Fig. 1 Physicochemical characterization of ambient fine particulate matter (FPM). (A–C) Atomic force microscopy image of FPM; (D) chemical element analysis of FPM by energy dispersive X-ray analysis (EDAX); (E) SEM picture of ambient fine particulate matter and EDAX analysis of one representative particle.

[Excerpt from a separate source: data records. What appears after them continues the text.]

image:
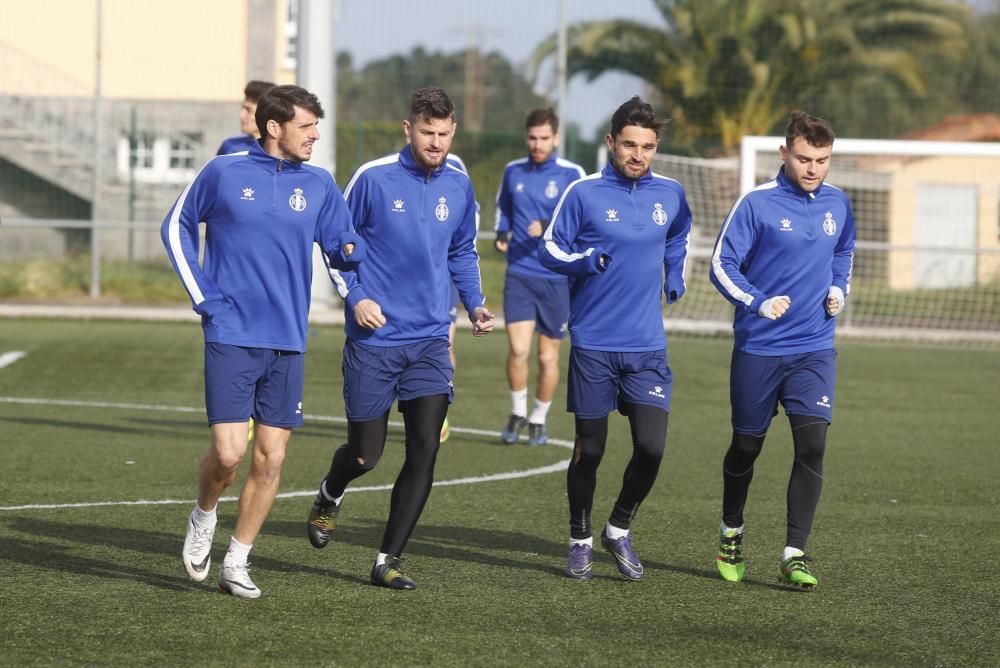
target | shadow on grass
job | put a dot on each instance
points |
(87, 426)
(56, 553)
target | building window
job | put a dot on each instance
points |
(146, 157)
(292, 34)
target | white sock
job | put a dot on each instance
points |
(613, 532)
(204, 518)
(237, 553)
(519, 402)
(539, 411)
(326, 494)
(791, 552)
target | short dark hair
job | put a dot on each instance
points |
(279, 102)
(431, 102)
(545, 116)
(254, 89)
(815, 130)
(636, 112)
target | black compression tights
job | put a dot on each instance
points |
(649, 435)
(804, 484)
(423, 418)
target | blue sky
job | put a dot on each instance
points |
(374, 29)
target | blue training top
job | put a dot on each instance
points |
(420, 231)
(528, 192)
(780, 240)
(262, 216)
(643, 227)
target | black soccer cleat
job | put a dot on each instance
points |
(322, 521)
(390, 575)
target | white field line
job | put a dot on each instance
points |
(8, 358)
(509, 475)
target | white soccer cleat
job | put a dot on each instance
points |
(197, 554)
(235, 580)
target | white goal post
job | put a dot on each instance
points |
(927, 263)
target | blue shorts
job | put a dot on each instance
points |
(544, 300)
(456, 304)
(599, 381)
(803, 383)
(265, 384)
(375, 376)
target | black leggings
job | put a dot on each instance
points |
(649, 439)
(423, 418)
(804, 484)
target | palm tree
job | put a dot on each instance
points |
(725, 68)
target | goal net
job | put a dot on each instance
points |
(927, 261)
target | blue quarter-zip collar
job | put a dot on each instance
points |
(616, 178)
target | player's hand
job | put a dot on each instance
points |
(835, 300)
(368, 314)
(482, 321)
(501, 242)
(775, 307)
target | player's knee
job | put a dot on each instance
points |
(809, 439)
(368, 463)
(548, 359)
(650, 449)
(746, 447)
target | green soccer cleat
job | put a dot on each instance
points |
(390, 575)
(795, 573)
(322, 521)
(729, 560)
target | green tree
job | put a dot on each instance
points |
(722, 69)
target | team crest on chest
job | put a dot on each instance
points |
(441, 210)
(659, 215)
(829, 224)
(297, 201)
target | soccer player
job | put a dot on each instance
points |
(417, 216)
(783, 257)
(534, 298)
(248, 120)
(263, 210)
(621, 234)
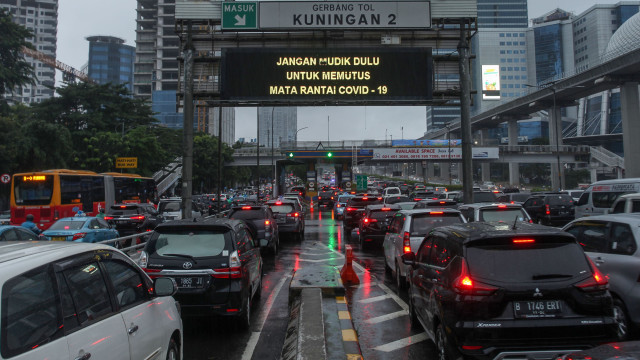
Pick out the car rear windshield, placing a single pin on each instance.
(423, 223)
(169, 206)
(246, 214)
(67, 225)
(559, 200)
(117, 210)
(505, 261)
(196, 243)
(281, 209)
(508, 215)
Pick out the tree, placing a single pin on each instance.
(14, 69)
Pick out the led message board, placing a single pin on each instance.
(311, 75)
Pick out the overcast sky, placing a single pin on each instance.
(78, 19)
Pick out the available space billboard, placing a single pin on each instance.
(490, 82)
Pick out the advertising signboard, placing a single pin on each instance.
(439, 153)
(327, 74)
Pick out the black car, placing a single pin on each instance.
(289, 217)
(216, 264)
(263, 222)
(327, 198)
(374, 223)
(551, 209)
(131, 219)
(485, 289)
(355, 209)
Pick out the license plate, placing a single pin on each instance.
(189, 282)
(537, 309)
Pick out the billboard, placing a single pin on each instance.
(350, 75)
(439, 153)
(490, 82)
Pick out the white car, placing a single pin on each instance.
(68, 300)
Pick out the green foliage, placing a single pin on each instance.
(14, 69)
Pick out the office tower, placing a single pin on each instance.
(41, 17)
(111, 61)
(285, 125)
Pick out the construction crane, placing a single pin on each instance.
(70, 74)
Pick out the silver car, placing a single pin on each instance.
(611, 241)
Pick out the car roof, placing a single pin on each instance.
(474, 231)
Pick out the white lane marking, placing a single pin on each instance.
(255, 336)
(399, 344)
(395, 297)
(374, 299)
(383, 318)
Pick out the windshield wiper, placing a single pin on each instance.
(183, 255)
(550, 276)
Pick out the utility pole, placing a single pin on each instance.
(465, 115)
(187, 140)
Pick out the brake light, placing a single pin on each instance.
(466, 286)
(77, 236)
(597, 282)
(523, 241)
(406, 242)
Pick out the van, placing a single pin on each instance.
(600, 195)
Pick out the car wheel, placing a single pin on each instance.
(445, 351)
(400, 280)
(620, 315)
(172, 351)
(413, 317)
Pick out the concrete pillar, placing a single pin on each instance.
(555, 140)
(630, 128)
(514, 167)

2.2 Human vessel simulation by 3D organotypic HUVEC culture

Human coagulation abnormalities are reported to be associated with FPM in blood vessels.³⁵ However, animal models are poorly extrapolating the results to humans directly.^36,37 Human organotypic 3D cell culture is an attractive alternative to traditional animal models. It provides a bridge for how research outcomes may translate to humans. In this research, we compared a 2D cell culture with a 3D cell culture. In the 2D cell culture, HUVECs were grown on flat dishes. The cells were adhered and spread on this plastic surface and formed unnatural cell attachments to the synthetic surface (Fig. 2A and B). The essential cellular functions that are present in tissues are not found in the presence of this kind of unnatural cell adherent.³⁸ In contrast, HUVEC cultured in a 3D model maintains a physical structure,³⁹ and can closely mimic the functions of living tissues present in the human body.⁴⁰ As shown in Fig. 2C and D, HUVECs grown in vitro formed capillary-like structures with lumens. The microvascular tissue was regenerated in vitro based on 3D organotypic HUVEC culture.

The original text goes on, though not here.